Is emulating pure virtual function in static polymorphism using CRTP possible?

Question

I'm trying to implement compile-time polymorphism using CRTP, and want to force the derived class to implement the function.

The current implementation is like this.

template <class Derived>
struct base {
    void f() {
        static_cast<Derived*>(this)->f();
    }
};

struct derived : base<derived>
{
    void f() {
    ...
    }
};

In this implementation, call to the function falls into an infinite loop if the derived class didn't implement f().

How do I force the derived class to implement the function like pure virtual function? I tried to use 'static_assert' like static_assert(&base::f != &Derived::f, "...") but it generates an error message saying that two member function pointers pointing to the different classes' member functions are not comparable.

Answer 1

You can give the thing you override and the hook different names, like this:

template <class Derived>
struct base {
    void f() {
        static_cast<Derived*>(this)->fimpl();
    }
    void fimpl() = delete;
};

struct derived : base<derived> {
    void fimpl() { printf("hello world\n"); }
};

Here, fimpl = delete in the base so that it cannot be called accidentally unless fimpl is overridden in the derived class.

You can also stick an intermediate hiding layer into your CRTP to "temporarily" mark f as delete:

template <class Derived>
struct base {
    void f() {
        static_cast<Derived*>(this)->f();
    }
};

template <class Derived>
struct intermediate : base<Derived> {
    void f() = delete;
};

struct derived : intermediate<derived> {
    void f() { printf("hello world\n"); }
};

Answer 2

template<typename Derived>
class Base
{
  private:
    static void verify(void (Derived::*)()) {}

  public:
    void f()
    {
        verify(&Derived::f);
        static_cast<Derived*>(this)->f();
    }
};

If the derived class does not implement f on its own, the type of &Derived::f would be void (Base::*)(), which breaks compilation.

Since C++11 we can also make this function generic with variadic template.

template<typename Derived>
class Base
{
  private:
    template<typename T, typename...Args>
    static void verify(T (Derived::*)(Args...)) {}
};

Answer 3

Through this is a question asked years ago but I've encountered this recently, so I'll just post it here hope it might help some people.

Using auto as return type might be another solution. Consider the following code:

template<typename Derived>
class Base
{
  public:
    auto f()
    {
        static_cast<Derived*>(this)->f();
    }
};

If the derived class doesn't provide a valid overload, then this function becomes recursive, and since auto requires the final return type, it can never be deduced, thus would be guaranteed to throw an compilation error.

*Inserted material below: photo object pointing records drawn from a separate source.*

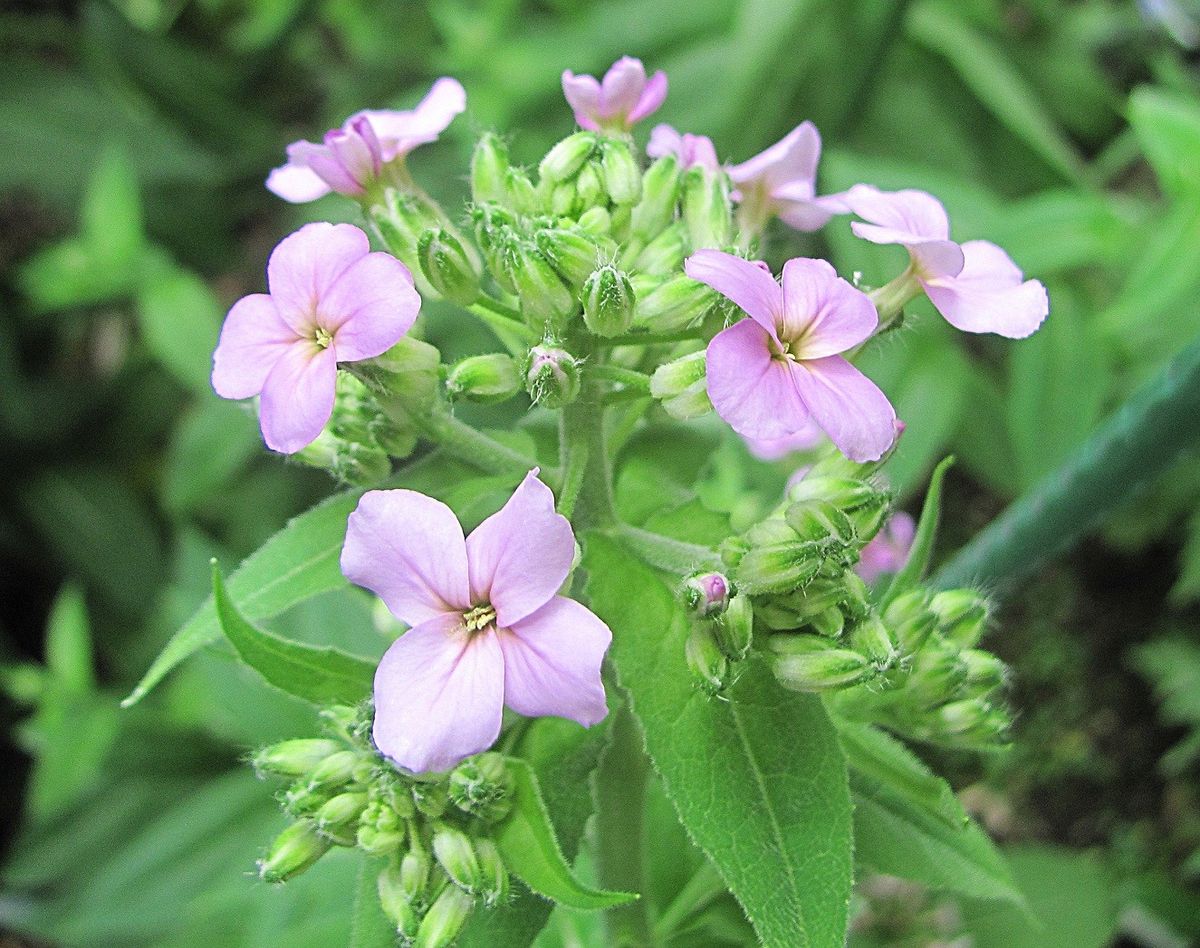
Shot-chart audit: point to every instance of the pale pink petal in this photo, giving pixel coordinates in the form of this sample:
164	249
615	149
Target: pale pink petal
552	663
438	695
370	306
520	556
305	264
749	286
857	417
297	184
409	551
253	339
298	396
749	389
990	294
823	315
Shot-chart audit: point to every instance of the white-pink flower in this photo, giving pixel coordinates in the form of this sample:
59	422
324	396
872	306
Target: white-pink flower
331	300
781	181
351	159
771	373
489	628
617	103
976	286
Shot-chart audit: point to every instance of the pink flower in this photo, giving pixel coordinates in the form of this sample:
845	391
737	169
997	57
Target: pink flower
621	101
352	159
976	286
771	373
690	149
487	625
888	549
781	181
330	301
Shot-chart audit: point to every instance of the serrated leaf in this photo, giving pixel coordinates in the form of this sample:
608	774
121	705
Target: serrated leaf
322	675
759	780
531	850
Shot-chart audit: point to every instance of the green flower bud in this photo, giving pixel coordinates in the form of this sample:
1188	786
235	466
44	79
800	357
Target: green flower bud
294	851
609	301
565	159
552	377
448	267
484	378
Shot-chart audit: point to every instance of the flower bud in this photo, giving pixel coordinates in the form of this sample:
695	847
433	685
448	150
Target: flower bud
682	388
448	267
484	378
609	301
552	377
295	850
565	159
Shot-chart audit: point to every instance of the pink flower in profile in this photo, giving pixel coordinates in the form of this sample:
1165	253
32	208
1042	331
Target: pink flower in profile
888	549
781	181
621	101
353	157
771	373
487	625
330	301
690	149
976	286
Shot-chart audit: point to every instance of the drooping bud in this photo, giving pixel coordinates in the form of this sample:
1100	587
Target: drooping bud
609	301
552	377
489	378
295	850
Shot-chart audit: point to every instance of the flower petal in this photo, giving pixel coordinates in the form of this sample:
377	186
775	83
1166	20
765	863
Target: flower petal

For example on MSVC it's something like:

a function that returns 'auto' cannot be used before it is defined

This forces derived class to provide implementation, just like pure virtual function.

The good thing is no extra code is needed, and if the derived class also use auto as return type then this chain can go as long as required. In some cases it can be convenient and flexible, as in Base and LevelTwo in following code, which can return different types when calling the same interface f. However this chain totally disables direct inheritance of implementation from base class, as in LevelThree:

template<typename Derived = void>
class Base
{
  public:
    Base() = default;
    ~Base() = default;

    // interface
    auto f()
    {
        return fImpl();
    }
  protected:
    // implementation chain
    auto fImpl()
    {
        if constexpr (std::is_same_v<Derived, void>)
        {
            return int(1);
        }
        else
        {
            static_cast<Derived*>(this)->fImpl();
        }
    }
};

template<typename Derived = void>
class LevelTwo : public Base<LevelTwo>
{
  public:
    LevelTwo() = default;
    ~LevelTwo() = default;

    // inherit interface
    using Base<LevelTwo>::f;
  protected:
    // provide overload
    auto fImpl()
    {
        if constexpr (std::is_same_v<Derived, void>)
        {
            return float(2);
        }
        else
        {
            static_cast<Derived*>(this)->fImpl();
        }
    }

    friend Base;
};

template<typename Derived = void>
class LevelThree : public LevelTwo<LevelThree>
{
  public:
    LevelThree() = default;
    ~LevelThree() = default;

    using LevelTwo<LevelThree>::f;

  protected:
    // doesn't provide new implementation, compilation error here
    using LevelTwo<LevelThree>::fImpl;

    friend LevelTwo;
};

In my case, the derived class I work on also derive from another class which provides extra information needed to determine whether to stop at current class or go for derived class. But in other cases, either break the chain using actual types instead of 'auto', or use some other tricks. But in situations like that maybe virtual function is the best chose.